The price of euro yesterday showed strong growth after the speech of the ECB President Mario Draghi. Despite the fact that the ECB interest rates remained unchanged, the reason for the growth were the words of Mr. Draghi about that at the beginning of the next year, the ECB will decide on the start of measures to stimulate the economy, which should help to deal with low inflation. Also yesterday was noted that the cause of slowing inflation in recent years was the fall in oil prices. Today the dynamics of trading will depend on GDP data for the euro area (10:00 GMT), statistics on the labor market (13:30 GMT) and factory orders in the US (15:00 GMT). We maintain our medium-term negative outlook for the euro and we expect increased volatility today.
The British pound yesterday showed low volatility for trading and continued to decline. We recall that the Bank of England kept interest rates at a record low 0.5%. Minutes of yesterday's meeting will be published on December 17. At the last meeting 2 of 9 members of the Monetary Policy Committee voted to raise interest rates. Today, we expect an increase in volatility after the release of a report on the labor market in the US (13:30 GMT). In addition it is worth paying attention to data on inflation expectations in the UK in Q3 (09:30 GMT). Given the current consolidation, we recommend to wait for the signals to open new positions.
The price of the Japanese yen continues to consolidate near seven-year lows. The weakening of the Japanese currency is due to positive expectations about the US labor market statistics which will be published today. In addition, a stable negative trend persists due to the recession in Japan and the steady growth in the United States. The divergence in monetary policy between the two countries is the main reason for the fall in the price. We maintain our medium-term negative outlook, but do not exclude the slow fall in the near future.

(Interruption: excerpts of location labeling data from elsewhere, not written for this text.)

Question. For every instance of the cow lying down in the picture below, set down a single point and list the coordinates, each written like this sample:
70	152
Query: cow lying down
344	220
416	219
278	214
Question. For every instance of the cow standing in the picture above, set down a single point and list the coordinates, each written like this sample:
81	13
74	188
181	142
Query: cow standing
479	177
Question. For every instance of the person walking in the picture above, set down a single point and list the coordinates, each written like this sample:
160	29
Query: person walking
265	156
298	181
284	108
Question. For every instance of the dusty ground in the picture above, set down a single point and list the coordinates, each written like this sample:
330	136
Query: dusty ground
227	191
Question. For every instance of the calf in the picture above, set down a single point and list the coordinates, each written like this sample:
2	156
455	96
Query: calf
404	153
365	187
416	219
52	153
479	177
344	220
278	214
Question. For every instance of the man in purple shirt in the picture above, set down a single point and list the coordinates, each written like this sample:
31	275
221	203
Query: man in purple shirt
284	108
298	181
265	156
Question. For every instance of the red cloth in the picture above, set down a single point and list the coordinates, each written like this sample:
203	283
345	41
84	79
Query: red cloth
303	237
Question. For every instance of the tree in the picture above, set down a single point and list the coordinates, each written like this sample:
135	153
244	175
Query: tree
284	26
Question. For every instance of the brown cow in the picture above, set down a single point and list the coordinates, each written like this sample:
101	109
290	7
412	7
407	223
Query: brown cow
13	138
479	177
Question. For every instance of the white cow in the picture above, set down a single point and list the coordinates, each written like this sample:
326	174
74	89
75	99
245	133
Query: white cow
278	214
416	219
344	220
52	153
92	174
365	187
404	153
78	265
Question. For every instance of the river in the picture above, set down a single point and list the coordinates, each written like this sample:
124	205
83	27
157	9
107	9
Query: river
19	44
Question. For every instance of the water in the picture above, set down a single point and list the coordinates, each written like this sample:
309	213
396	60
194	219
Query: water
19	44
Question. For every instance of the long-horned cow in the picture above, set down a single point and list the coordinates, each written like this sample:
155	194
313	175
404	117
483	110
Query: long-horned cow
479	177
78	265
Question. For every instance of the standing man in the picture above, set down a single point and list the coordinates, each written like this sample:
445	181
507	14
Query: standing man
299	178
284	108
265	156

The price of the Australian dollar continues a gradual decline despite the positive statistics on retail sales, which increased by 0.4% in November and a lower trade deficit, which in October totaled 1.32 billion compared with an expected 1.85 billion. Investors continue to sell the Australian currency due to weak GDP growth in the 3rd quarter, which rose by only 0.3% against the expected 0.7%. We maintain our medium-term negative outlook and recommend to monitor the statistics on the labor market in the US (13:30 GMT), the publication of which will lead to increased volatility.
The New Zealand dollar showed a jump in prices, but continued to move within a downtrend. Quotes of the national currency remained under the pressure of weak trade balance data, due to the low prices of export goods. The main risk to the economy is the slowing Chinese economy. We maintain our medium-term negative outlook and recommend holding short positions on the New Zealand dollar.